Die Renovierung des Stuttgarter Schauspielhauses wächst sich zum Desaster aus. Die Wiedereröffnung wird erneut verschoben – und dies muss Konsequenzen haben, fordert der StZ-Kulturchef Tim Schleider.

Kultur: Tim Schleider (schl)

Stuttgart - Unfähig, dilettantisch, frech. Als Journalist ist man ja gehalten, auch in schwierigen Weltlagen Ruhe zu bewahren und allen Seiten und Beteiligten stets Gerechtigkeit widerfahren zu lassen. Aber was sich das Finanz- und das Kunstministerium Baden-Württembergs im Umgang mit dem Stuttgarter Staatstheater leisten, was sich insbesondere die für Landesbesitz zuständige Bauverwaltung in Nils Schmids Finanzministerium bei der Renovierung des Stuttgarter Schauspielhauses am Eckensee erlaubt, das ist nun nicht mehr anders als mit obigen drei Adjektiven zu beschreiben. Ein Desaster.

 

Seit Herbst 2010 wird das Theatergebäude grundsaniert. Ursprünglich sollte das mal 24,5 Millionen Euro kosten und ein Jahr lang dauern. Zweimal aber ist die Aktion schon gründlich schiefgegangen. Im Sommer 2011 musste das Finanzministerium zugeben, den Zeitplan völlig aus dem Blick verloren zu haben. Und im Sommer 2012 musste das Schauspiel aus dem wiedereröffneten Gebäude erneut ausziehen, weil sich unter anderem die neue Bühnentechnik als völlig fehlerhaft erwiesen hatte, von Sichtbehinderungen im Zuschauerraum ganz zu schweigen. Just die Bühnentechnik ist nun immer noch marode. Deswegen gibt es seit einer Pressekonferenz der beiden zuständigen Ministerien gestern jetzt keinen neuen Termin mehr für eine Wiedereröffnung. Die treuherzige Begründung eines Pressesprechers der Landesregierung hierzu: Man wolle erst einmal Zeit gewinnen.

Unfähige Ministerien

Warum sind die zuständigen Ministerien frech? Weil es noch keine vier Wochen her ist, dass sie glaubten, den Schauspielintendanten Hasko Weber öffentlich maßregeln zu müssen, als dieser erste öffentliche Zweifel am aktuellen Bauerfolg äußerte. Damals tat man noch so, als müssten diese Theaterleute einfach mal ein bisschen flexibler sein, dann rüttle sich schon alles zurecht. Vermutlich wusste man es bereits damals besser. Und es war nicht das erste Mal, dass die Verwaltung versuchte, den Schwarzen Peter für die Misere dem Theater zuzuschieben. Das ist schäbig.

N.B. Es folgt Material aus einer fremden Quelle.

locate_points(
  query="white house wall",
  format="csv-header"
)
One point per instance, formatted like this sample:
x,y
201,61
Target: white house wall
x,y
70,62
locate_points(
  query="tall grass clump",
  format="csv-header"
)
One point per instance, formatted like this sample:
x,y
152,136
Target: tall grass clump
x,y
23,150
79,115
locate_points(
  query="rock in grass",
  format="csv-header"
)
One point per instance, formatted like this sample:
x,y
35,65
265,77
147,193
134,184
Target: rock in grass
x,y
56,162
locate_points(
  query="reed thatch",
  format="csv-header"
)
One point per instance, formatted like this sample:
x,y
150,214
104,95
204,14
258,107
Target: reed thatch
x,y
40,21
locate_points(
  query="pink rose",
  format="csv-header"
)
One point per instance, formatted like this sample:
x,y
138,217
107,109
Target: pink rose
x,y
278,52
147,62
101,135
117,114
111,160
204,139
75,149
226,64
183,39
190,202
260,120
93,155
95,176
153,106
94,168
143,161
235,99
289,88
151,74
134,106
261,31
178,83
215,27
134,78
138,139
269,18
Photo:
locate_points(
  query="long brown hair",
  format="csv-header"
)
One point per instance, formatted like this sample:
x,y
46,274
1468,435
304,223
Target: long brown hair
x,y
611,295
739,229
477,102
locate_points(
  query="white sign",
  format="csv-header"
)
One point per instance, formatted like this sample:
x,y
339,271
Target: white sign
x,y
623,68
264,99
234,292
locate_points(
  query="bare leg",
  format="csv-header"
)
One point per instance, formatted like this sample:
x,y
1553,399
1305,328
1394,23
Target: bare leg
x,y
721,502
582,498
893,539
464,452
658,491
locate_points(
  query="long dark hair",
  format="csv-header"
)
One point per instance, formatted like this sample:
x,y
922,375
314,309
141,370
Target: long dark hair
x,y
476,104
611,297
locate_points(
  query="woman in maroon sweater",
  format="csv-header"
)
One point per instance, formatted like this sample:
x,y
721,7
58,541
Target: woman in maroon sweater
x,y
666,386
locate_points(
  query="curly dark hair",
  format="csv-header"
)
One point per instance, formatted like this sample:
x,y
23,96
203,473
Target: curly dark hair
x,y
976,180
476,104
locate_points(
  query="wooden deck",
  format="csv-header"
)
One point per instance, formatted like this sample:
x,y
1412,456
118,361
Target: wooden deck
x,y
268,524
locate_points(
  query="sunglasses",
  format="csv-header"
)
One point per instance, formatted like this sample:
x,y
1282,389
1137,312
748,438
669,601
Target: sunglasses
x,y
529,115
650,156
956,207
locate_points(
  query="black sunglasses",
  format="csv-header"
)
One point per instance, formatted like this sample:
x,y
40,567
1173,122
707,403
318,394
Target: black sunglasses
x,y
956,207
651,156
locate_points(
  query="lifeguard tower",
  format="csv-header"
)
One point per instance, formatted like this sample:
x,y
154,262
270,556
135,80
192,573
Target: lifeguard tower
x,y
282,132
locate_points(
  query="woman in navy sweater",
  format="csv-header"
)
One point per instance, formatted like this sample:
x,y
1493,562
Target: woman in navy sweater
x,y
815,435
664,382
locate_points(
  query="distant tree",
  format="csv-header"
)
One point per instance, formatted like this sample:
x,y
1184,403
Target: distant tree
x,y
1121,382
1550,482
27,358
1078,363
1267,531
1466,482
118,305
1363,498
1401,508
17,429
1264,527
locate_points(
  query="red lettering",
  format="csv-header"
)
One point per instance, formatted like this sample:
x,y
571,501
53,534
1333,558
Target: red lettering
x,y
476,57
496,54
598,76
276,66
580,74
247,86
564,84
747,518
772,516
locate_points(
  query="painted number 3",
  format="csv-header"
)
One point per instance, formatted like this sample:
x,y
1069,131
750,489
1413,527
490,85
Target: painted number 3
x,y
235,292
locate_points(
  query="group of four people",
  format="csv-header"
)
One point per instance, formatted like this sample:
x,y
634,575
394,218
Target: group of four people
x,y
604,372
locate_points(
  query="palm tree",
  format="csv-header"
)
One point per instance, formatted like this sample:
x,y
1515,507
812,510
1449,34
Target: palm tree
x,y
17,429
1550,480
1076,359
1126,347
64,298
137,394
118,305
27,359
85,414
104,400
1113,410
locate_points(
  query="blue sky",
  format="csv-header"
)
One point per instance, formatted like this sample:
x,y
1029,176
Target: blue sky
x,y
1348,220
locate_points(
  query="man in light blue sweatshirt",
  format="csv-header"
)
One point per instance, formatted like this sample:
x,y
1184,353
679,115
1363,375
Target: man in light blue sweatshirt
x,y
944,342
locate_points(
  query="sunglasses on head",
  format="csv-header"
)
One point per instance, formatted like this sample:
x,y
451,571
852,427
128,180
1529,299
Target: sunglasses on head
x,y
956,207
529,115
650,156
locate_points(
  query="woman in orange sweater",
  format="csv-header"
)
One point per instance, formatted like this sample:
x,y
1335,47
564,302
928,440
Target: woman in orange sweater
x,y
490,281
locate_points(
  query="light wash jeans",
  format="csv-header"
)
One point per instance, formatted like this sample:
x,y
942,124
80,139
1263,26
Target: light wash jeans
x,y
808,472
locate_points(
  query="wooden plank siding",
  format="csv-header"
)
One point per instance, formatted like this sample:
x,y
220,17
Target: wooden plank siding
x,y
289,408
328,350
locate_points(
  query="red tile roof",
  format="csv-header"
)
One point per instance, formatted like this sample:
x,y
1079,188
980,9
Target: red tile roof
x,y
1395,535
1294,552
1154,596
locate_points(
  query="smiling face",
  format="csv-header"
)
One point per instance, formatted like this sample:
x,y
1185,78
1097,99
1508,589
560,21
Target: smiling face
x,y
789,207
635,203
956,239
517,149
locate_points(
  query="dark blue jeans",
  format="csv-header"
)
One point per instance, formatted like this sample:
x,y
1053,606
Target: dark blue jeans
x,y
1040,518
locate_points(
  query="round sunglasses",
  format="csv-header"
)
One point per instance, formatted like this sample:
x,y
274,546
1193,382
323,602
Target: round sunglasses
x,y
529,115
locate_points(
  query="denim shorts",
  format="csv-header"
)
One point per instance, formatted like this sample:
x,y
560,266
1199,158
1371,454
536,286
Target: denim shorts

Warum sind die zuständigen Ministerien unfähig? Nun, die Fakten sprechen für sich. Es ist in Deutschland eigentlich keine Geheimwissenschaft, einen modernen Schauspielsaal mit funktionierender Bühnentechnik zu errichten. Andere Städte hatten damit schon Erfolg. Sicher, überall, wo Menschen arbeiten, geschehen Fehler. Aber man kann auch aus Fehlern lernen. Es ist derzeit jedoch nicht erkennbar, dass in den zuständigen Stellen des Finanzministeriums Fehleranalyse überhaupt betrieben würde. Schlimmer noch: von Anfang an wurden viel zu oft und viel zu lang die Warnungen der Fachleute aus dem Staatstheater in den Wind geschlagen.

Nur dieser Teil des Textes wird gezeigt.